Dokter wil maar zeggen: je kunt je als bedrijf een duurzaam imago aanmeten en je daarover, met veel rumoer, op de borst kloppen. Maar je kunt het ook gewoon zijn en dat al bijna een eeuw lang. Dokter: “Duurzame innovatie komt niet alleen voort uit keiharde R&D, je kunt ook omkijken en leren van het verleden. Ik werk hier nu vijftien jaar en ik geef toe dat ik er niet altijd heel bewust mee bezig ben geweest. Nu het steeds belangrijker wordt voor bedrijven om duurzaamheid uit te dragen, kunnen we daarin niet achterblijven.”
Lokale betrokkenheid
Anno 2022 heeft Enkev, naast Volendam en Tilburg, vestigingen in België. Polen en het Verenigd Koninkrijk. Niet al te grote fabrieken zijn het, waar natuurlijke materialen verwerkt worden tot halffabricaten voor meubelen, matrassen, autostoelen, verpakkingen en filters. Onder afnemers daarvan zijn een paar ‘grote jongens’ als Ikea en Hästens, maar ook veel kleine klanten. “We zoeken het, internationaal, in de breedte,” zegt Dokter. Kokosvezel is nog steeds een belangrijk product, maar niet het enige. Voor de lokaal gemaakte producten worden onder andere ook materialen van planten en dieren gebruikt (wol, paardenhaar). Dokter hecht sterk aan lokale productie: “De maakindustrie is een tijdlang uitgeweken naar Azië, maar ik geloof echt dat Europa de toekomst heeft. Lokale productie zorgt voor lokale betrokkenheid, je bent onderdeel van de gemeenschap en draagt er een steentje aan bij. Community building is belangrijk.” Van reuzen als Amazon hoeven we, volgens Dokter, op dat vlak weinig te verwachten: “Die zijn voortdurend op jacht naar de extra miljarden. Dat moet je niet willen. En je moet ook hun duurzaamheidsambities wantrouwen. Kijk eens naar de websites van de grote chemiebedrijven, daar gaat het altijd over recycling. Maar wat komt daar nou van terecht? De grote plasticfabrikanten hebben een jaarlijks groeiende output van 7 of 8 procent.
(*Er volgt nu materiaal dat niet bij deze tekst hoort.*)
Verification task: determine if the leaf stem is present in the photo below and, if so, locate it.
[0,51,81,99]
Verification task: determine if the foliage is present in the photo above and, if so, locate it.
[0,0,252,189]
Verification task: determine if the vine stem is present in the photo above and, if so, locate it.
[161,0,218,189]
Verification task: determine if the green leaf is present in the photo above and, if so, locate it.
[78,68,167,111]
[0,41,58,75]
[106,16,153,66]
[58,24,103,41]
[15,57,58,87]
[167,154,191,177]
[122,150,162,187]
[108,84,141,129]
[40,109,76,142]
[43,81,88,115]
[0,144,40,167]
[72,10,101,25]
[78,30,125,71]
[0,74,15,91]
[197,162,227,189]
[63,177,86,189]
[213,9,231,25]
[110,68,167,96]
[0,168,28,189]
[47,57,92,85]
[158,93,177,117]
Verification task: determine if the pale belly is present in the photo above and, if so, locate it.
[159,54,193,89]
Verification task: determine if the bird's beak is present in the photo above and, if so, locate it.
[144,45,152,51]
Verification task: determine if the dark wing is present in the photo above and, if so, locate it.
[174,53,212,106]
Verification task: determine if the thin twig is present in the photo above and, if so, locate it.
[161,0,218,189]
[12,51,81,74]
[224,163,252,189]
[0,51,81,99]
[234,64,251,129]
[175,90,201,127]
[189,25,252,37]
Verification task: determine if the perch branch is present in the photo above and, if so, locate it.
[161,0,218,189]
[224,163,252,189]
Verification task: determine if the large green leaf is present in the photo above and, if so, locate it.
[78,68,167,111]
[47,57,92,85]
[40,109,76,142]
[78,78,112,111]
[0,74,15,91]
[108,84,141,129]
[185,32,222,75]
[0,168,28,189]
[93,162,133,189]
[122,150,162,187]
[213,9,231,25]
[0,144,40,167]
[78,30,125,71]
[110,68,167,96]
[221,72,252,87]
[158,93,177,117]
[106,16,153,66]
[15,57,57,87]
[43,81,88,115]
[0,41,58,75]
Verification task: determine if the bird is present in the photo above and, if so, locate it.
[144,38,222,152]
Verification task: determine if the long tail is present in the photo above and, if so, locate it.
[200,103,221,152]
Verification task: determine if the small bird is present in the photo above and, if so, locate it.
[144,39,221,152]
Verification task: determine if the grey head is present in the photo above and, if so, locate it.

Dat zijn steeds meer spullen op de wereld die wel recyclebaar zijn, maar niet gerecycled worden.”
C02-winst
Dokter is niettemin optimistisch. “De komst van het van aardolie afkomstige PU-schuim kostte ons in de tweede helft van de vorige eeuw bijna de kop. Het zit in heel veel stoelen, banken, matrassen, noem maar op. Het is goedkoop, je kunt het makkelijk vormen, klanten stapten er indertijd massaal op over. Maar het is heel moeilijk te recyclen. Nu bedrijven gaan investeren in een circulair businessmodel zie je ze heel vaak bij ons terugkomen. Als je PU-schuim inruilt voor de natuurlijke materialen van Enkev levert je dat, met een product dat twintig keer minder uitstoot, in één keer een grote CO2-winst op.”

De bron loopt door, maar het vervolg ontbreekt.